When asked if he had become Muslim in Britain, Agostino Ferreira Rosa, a policeman in Gonzaga said, ''According to his family, he had nothing to do with Muslims or Islamism."

The shooting was under investigation by police and a parliamentary committee on police standards. It remained unclear which branch of British law enforcement the officer who shot de Menezes was assigned to. Policing specialists said that it was likely he was one of Scotland Yard's specialist firearms officers, or a member of a special counterterrorism branch of the military. In British policing, officers traditionally do not carry guns. But special plainclothes units appear to be increasingly becoming armed.
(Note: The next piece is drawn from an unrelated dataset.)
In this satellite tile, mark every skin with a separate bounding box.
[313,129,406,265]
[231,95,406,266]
More than a year ago, British police were empowered with rules of engagement while responding to suspected suicide bombers, said Mike Granatt, former head of emergency security planning for the British government. He said the former rules of engagement, which required officers to shoot at the body of a suspect to disable them, had been changed to permit them to shoot at the suspect's head if there were reasonable suspicion that the suspect was a bomber who could detonate an explosive while wounded.

A similar counterterrorism strategy, which became known as the ''shoot-to-kill" policy, was used during the height of the Irish Republican Army's bombing campaign in the 1970s. It resulted in the fatal shootings of several innocent people and brought fierce criticism from human rights lawyers and activists who succeeded in effectively ending the policy.

Azzam Tamimi, director of the Muslim Association of Britain, sharply criticized the policy and Friday's shooting, saying he could not imagine how a restrained man could be a threat. ''It doesn't matter whether he is a Muslim or not, he is a human being," Tamimi said.

In Stockwell, one of London's many ethnically and religiously mixed neighborhoods, residents nervously eyed police units who have cordoned off several streets while a forensic team carried out a search of a house in a public housing complex.

Mustafa Mudawi, 42, an Egyptian immigrant who works as a chef, was playing cards with a friend at the Eritrean Community Center. ''Terrorism is everywhere now. It's happening where I'm from in Egypt and it's happening right here," he said, referring to yesterday's bombings that killed 88 in a Red Sea resort in Egypt.

Abdul Ismael, 40, who came to London from Somalia 15 years ago, said Muslims have been shouldering a heavy burden of suspicion in the past two weeks. ''When I go on the bus or the train, I feel it. If I am carrying a bag, I feel it more," he said.

''This was an innocent person shot and we should use this to stop and say, what is this terrorism doing to all of us?"

Outside the Stockwell Underground where de Menezes was shot, Anthony Robinson, 20, a British subject whose parents come from Barbados, said he felt de Menezes was more a victim of the chaos sown by terrorism than a victim of overzealous policing.

''Everybody is scared. That was someone's life that got taken, another victim of terrorism," Robinson said.

As he waited for a bus to go to work as a retail sales assistant, he added, ''This is their plan. The terrorists want to scare us so that we turn on each other. . . . We can't let that happen."

Material from wire services was included in this report.